Drug interactions between Gliadel and Tagamet HB

cimetidine ↔ carmustine

Applies to:Tagamet HB (cimetidine) and Gliadel (carmustine)

MONITOR CLOSELY: Coadministration with cimetidine may potentiate the myelosuppressive effects of systemic carmustine. The exact mechanism of interaction is unknown, but may involve additive myelosuppression or inhibition by cimetidine of the hepatic clearance of carmustine. In one study, marked neutropenia occurred in nine patients with glioblastomas who were administered carmustine, methylprednisolone, and cranial irradiation in combination with cimetidine (1200 mg/day for 1 to 4 weeks). The nadir in neutrophil cell counts in this group averaged 650 +/- 220/microL, compared to 2,160 +/- 240/microL in a group of 31 similarly treated patients who did not receive cimetidine. The neutropenia observed in the cimetidine-treated patients extended through day 42 of the treatment cycle, whereas patients who did not receive cimetidine did not experience significant neutropenia. In another study, leukopenia and thrombocytopenia occurred in 6 of 8 patients treated with carmustine, corticosteroids and cimetidine, compared to 6 out of 40 similarly treated patients who did not receive cimetidine. The interaction has not been studied with carmustine implants.

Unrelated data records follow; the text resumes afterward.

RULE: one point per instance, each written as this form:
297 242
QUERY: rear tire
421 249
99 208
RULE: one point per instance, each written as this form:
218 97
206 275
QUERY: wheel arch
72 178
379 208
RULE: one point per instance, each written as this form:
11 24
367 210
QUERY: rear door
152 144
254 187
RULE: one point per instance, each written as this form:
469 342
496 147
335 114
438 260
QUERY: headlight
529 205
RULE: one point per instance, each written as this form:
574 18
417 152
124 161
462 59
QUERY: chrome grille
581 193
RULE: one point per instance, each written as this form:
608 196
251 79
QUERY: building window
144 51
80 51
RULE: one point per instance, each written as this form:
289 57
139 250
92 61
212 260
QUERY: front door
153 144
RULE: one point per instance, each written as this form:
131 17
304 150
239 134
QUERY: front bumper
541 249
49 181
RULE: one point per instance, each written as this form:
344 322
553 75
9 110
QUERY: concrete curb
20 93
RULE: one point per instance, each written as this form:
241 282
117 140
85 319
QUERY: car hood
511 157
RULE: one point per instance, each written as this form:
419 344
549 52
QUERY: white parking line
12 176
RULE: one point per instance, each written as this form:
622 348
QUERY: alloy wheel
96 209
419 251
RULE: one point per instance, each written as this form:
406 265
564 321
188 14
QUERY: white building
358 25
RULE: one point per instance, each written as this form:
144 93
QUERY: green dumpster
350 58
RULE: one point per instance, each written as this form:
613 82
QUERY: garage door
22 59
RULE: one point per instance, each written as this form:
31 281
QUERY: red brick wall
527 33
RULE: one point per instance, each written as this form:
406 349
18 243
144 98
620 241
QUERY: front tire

MANAGEMENT: Caution is advised if systemic carmustine is used in combination with cimetidine. Patients should be closely monitored for the development of delayed myelosuppression that may occur 4 to 6 weeks after carmustine administration. Blood counts are recommended weekly for at least 6 weeks after a dose. Alternatively, other H2-receptor antagonists such as ranitidine and famotidine may be considered in patients who require treatment with carmustine, since they have not been reported to cause the interaction and generally have minimal effects on hepatic metabolism.